Last year, President Donald Trump passed a law reducing federal Medicaid funding by roughly $1 trillion over a 10-year span. As a result, Massachusetts’ budget for the coming fiscal year includes a 50% reduction in care management programs, Nee said.

“MassHealth is doing everything we can to protect our members and the essential care they rely on for their health and wellbeing,” Nee wrote. “Our proposed changes to care management programs are a targeted approach to control costs, bring us in line with other states, and protect access to care as much as possible.”

MassHealth is working closely with Community Partner organizations and health plans “to ensure any transitions of supports are handled thoughtfully and responsibly,” MassHealth’s Nee said in a statement to GBH News.

“MassHealth will still require that its health plans provide care management to the most vulnerable members,” Nee wrote.

Reimbold-Thomas says it’s undeniable that the state is feeling pressure from federal funding cuts, but he argues the decision to close the programs won’t end up saving the state money.

“The frustrating thing for me and for my coworkers and other advocates in this space is that our program was designed to actually save MassHealth money — save Medicaid money — by redirecting folks away from emergency services use towards preventative care, and it’s been working,” he said.

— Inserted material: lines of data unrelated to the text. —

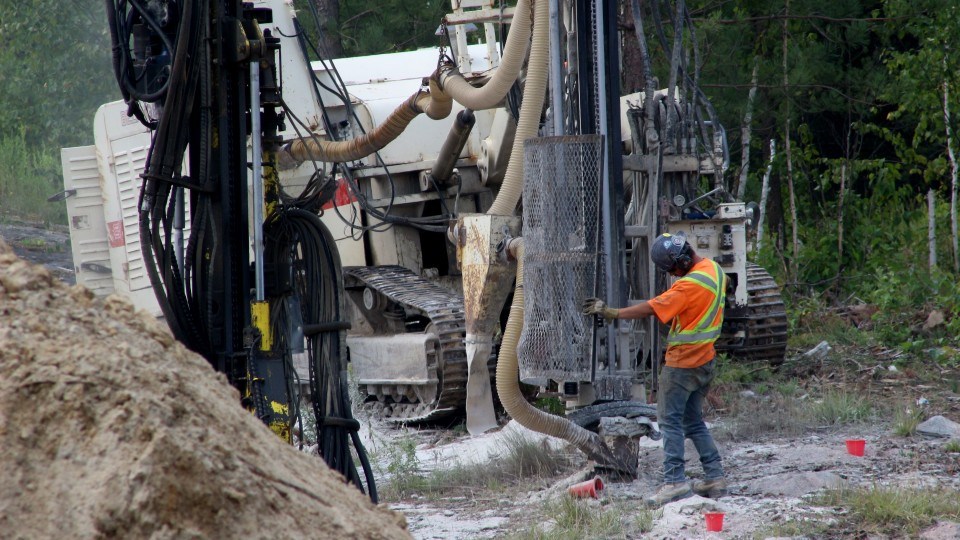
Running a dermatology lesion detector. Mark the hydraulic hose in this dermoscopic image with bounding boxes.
[287,78,453,163]
[488,0,550,216]
[439,0,547,111]
[497,240,615,464]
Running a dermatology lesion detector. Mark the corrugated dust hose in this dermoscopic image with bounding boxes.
[497,238,616,466]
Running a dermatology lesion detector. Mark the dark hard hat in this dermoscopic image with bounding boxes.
[650,233,692,272]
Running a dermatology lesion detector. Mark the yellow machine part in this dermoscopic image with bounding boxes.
[250,302,273,351]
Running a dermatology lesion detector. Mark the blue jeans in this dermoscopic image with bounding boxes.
[657,360,723,484]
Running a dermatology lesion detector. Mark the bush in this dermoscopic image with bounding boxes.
[0,132,67,225]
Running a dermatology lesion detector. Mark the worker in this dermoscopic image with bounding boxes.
[583,233,727,507]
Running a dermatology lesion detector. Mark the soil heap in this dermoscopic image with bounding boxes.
[0,240,410,539]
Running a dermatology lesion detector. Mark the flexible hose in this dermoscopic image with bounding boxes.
[487,0,550,216]
[287,78,453,163]
[439,0,546,111]
[497,238,611,463]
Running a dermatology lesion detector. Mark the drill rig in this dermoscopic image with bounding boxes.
[63,0,786,472]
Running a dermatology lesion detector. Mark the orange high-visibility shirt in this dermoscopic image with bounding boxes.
[650,259,726,368]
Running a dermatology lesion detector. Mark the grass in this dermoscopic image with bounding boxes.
[753,520,830,540]
[810,390,873,426]
[0,133,67,225]
[507,495,657,540]
[815,487,960,537]
[715,395,810,441]
[371,432,573,500]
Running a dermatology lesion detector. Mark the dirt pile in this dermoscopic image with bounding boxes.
[0,241,409,538]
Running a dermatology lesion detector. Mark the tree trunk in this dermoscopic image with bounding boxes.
[836,124,852,295]
[943,65,960,272]
[757,139,777,253]
[837,159,847,278]
[310,0,343,58]
[927,189,937,274]
[737,55,760,201]
[620,2,645,94]
[783,5,800,279]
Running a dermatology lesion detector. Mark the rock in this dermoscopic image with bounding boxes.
[920,521,960,540]
[747,471,843,497]
[668,495,727,516]
[917,415,960,437]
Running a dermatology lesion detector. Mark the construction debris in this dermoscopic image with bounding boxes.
[0,240,410,539]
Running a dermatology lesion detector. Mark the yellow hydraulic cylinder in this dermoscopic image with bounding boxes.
[250,302,273,351]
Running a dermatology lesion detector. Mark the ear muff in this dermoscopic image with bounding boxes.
[673,243,693,274]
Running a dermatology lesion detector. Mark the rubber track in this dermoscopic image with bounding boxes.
[716,263,787,366]
[344,266,480,423]
[567,401,657,432]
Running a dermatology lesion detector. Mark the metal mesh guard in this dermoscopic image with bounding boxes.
[518,135,603,384]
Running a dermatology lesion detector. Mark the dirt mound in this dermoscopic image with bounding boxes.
[0,241,409,538]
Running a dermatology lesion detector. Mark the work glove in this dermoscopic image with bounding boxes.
[583,298,620,321]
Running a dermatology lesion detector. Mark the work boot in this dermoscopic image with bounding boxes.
[646,482,693,508]
[693,476,727,499]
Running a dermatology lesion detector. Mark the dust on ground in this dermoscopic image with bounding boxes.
[7,224,960,539]
[372,416,960,540]
[0,241,409,539]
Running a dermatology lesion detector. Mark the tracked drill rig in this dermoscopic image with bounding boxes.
[63,0,786,472]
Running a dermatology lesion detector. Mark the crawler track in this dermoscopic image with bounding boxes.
[344,266,496,423]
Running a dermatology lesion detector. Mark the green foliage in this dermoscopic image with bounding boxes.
[817,487,960,536]
[336,0,450,55]
[0,131,67,225]
[370,432,572,500]
[0,0,120,149]
[810,390,873,426]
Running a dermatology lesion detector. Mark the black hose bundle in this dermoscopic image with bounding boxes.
[264,208,377,503]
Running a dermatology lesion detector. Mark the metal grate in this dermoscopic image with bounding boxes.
[519,135,603,385]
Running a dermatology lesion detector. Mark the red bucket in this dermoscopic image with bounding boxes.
[567,476,603,499]
[703,512,723,532]
[847,439,867,456]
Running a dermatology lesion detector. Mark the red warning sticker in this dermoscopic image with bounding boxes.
[107,219,125,247]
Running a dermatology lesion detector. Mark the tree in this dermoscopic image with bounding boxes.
[0,0,120,148]
[886,0,960,272]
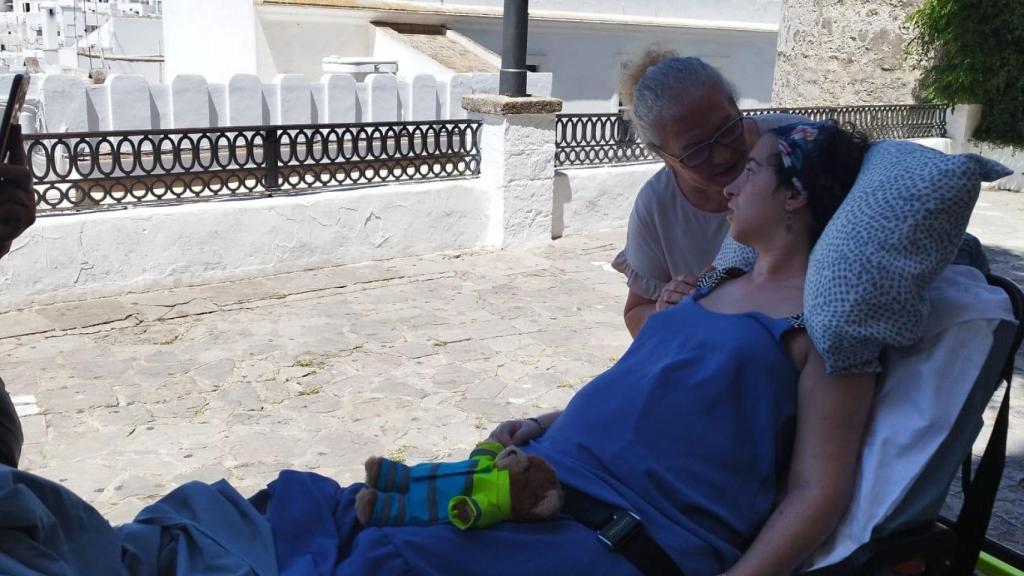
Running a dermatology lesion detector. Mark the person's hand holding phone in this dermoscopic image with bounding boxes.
[0,125,36,257]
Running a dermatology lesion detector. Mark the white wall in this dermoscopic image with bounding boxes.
[373,27,456,82]
[452,18,776,113]
[0,179,493,312]
[34,74,551,132]
[245,0,780,112]
[101,16,164,56]
[967,140,1024,192]
[256,6,374,81]
[551,162,665,238]
[163,0,259,83]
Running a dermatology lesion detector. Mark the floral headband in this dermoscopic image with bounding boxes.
[774,122,831,195]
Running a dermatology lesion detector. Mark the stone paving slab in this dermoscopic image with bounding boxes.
[0,192,1024,547]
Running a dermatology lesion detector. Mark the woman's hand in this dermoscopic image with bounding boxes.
[0,126,36,256]
[488,420,544,446]
[654,274,697,312]
[487,410,562,446]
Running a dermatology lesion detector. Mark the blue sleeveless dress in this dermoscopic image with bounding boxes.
[251,271,802,576]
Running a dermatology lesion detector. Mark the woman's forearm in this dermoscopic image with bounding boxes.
[626,302,655,337]
[727,488,850,576]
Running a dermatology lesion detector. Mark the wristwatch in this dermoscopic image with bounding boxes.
[526,416,548,434]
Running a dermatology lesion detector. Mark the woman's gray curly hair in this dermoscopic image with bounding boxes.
[621,47,736,146]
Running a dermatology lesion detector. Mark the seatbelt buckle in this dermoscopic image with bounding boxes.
[597,510,643,550]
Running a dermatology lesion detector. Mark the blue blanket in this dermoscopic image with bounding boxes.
[0,466,278,576]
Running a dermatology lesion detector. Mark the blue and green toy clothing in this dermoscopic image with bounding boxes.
[0,268,799,576]
[368,442,511,529]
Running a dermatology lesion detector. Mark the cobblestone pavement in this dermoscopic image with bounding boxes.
[0,192,1024,546]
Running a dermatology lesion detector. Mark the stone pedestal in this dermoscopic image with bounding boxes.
[462,94,562,248]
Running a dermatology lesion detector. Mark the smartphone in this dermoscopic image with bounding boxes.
[0,74,29,162]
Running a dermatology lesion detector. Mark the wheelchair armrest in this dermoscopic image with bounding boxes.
[804,522,956,576]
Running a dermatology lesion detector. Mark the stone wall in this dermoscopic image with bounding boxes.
[772,0,923,106]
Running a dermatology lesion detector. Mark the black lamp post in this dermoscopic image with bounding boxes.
[498,0,529,97]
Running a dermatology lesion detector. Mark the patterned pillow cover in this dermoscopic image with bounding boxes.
[714,140,1013,374]
[804,140,1013,374]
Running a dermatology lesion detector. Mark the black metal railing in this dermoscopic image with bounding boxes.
[743,104,946,139]
[26,120,480,212]
[555,114,657,167]
[555,105,946,167]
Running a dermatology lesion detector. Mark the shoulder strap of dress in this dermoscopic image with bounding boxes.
[785,313,807,330]
[697,266,746,292]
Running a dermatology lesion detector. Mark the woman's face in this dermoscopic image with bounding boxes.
[725,134,787,245]
[658,88,748,190]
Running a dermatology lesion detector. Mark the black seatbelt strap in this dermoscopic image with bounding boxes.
[949,361,1014,576]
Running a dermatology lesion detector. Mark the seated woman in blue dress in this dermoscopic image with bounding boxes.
[251,118,874,576]
[0,123,874,576]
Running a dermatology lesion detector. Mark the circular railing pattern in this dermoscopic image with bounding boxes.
[26,120,480,212]
[555,105,946,167]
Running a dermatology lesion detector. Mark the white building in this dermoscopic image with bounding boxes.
[0,0,163,82]
[163,0,781,112]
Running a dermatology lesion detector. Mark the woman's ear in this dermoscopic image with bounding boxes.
[785,189,808,212]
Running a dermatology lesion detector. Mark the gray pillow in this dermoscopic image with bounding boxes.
[804,140,1012,374]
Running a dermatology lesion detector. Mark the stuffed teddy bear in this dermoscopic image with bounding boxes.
[355,441,562,530]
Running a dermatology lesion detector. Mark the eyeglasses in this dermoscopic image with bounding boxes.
[653,114,746,168]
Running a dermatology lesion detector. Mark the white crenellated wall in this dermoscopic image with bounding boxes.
[22,74,552,132]
[0,179,494,312]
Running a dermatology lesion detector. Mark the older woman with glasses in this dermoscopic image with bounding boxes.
[612,50,799,335]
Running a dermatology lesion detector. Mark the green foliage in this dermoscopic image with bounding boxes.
[908,0,1024,148]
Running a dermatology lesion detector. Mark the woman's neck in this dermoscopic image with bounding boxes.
[751,230,811,284]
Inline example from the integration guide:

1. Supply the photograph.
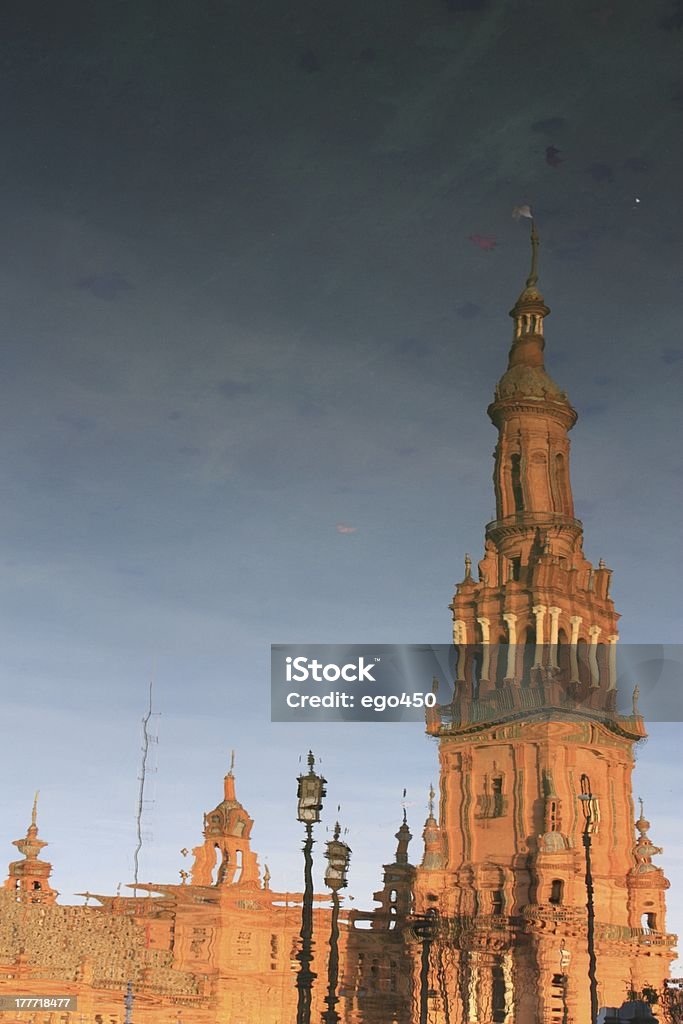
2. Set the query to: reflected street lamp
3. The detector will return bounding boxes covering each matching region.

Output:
[297,751,327,1024]
[323,821,351,1024]
[579,775,600,1024]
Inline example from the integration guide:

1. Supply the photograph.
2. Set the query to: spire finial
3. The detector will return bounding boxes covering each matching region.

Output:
[526,219,539,288]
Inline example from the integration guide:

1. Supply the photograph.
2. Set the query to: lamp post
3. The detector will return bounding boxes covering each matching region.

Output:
[297,751,327,1024]
[323,821,351,1024]
[579,775,598,1024]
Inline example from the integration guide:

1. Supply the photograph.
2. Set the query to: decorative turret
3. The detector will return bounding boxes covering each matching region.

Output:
[191,752,259,886]
[371,808,415,930]
[444,222,618,711]
[420,785,445,871]
[4,794,58,903]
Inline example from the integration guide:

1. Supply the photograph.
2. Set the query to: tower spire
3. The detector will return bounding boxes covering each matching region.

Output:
[526,219,539,288]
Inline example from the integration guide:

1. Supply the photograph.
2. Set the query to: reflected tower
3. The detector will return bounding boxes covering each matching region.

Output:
[416,224,675,1024]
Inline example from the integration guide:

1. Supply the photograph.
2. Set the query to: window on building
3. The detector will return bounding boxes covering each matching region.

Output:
[548,879,564,906]
[510,454,524,512]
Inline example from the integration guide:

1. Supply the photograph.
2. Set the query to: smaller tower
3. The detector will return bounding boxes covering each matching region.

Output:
[191,752,259,886]
[373,809,415,929]
[4,794,58,904]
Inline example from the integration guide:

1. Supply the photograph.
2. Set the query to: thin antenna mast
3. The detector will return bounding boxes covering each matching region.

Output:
[133,680,157,895]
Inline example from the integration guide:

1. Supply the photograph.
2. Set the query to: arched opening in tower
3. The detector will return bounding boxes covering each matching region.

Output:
[553,452,571,515]
[557,629,569,683]
[495,634,508,690]
[521,626,536,686]
[577,637,591,686]
[510,453,524,512]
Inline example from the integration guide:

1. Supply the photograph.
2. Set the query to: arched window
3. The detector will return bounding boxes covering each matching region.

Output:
[577,637,591,686]
[522,626,536,686]
[548,879,564,906]
[510,453,524,512]
[472,645,483,700]
[553,452,571,515]
[557,630,569,682]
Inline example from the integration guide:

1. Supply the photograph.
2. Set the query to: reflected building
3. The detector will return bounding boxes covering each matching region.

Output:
[0,228,675,1024]
[416,227,675,1024]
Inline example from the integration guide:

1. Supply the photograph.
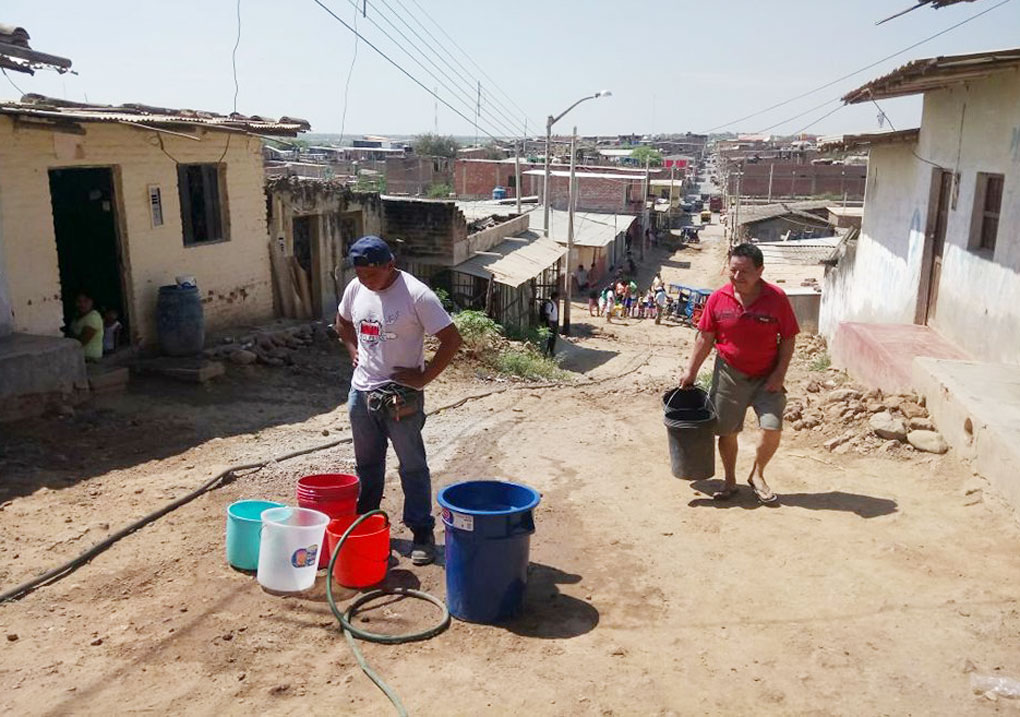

It takes time to build trust with clients in the system, Reimbold-Thomas says, and he’s afraid many current clients will fall through the cracks — missing appointments, losing insurance coverage due to paperwork lapses, and finding themselves with no one to turn to in a crisis. For those experiencing homelessness, mental health issues or addiction, he worries clients could be criminalized when they have no one to call.

“The burden is going to be borne mostly by the hospitals, but also by the criminal justice system as more folks probably are incarcerated out of this,” he said. “It’s just really sad.”

Corrected: June 06, 2026
This story has been updated to clarify the impact of a 50% funding reduction in Medicaid on individual Community Partners programs, and correct the approximate number of clients served by Community Partners programs.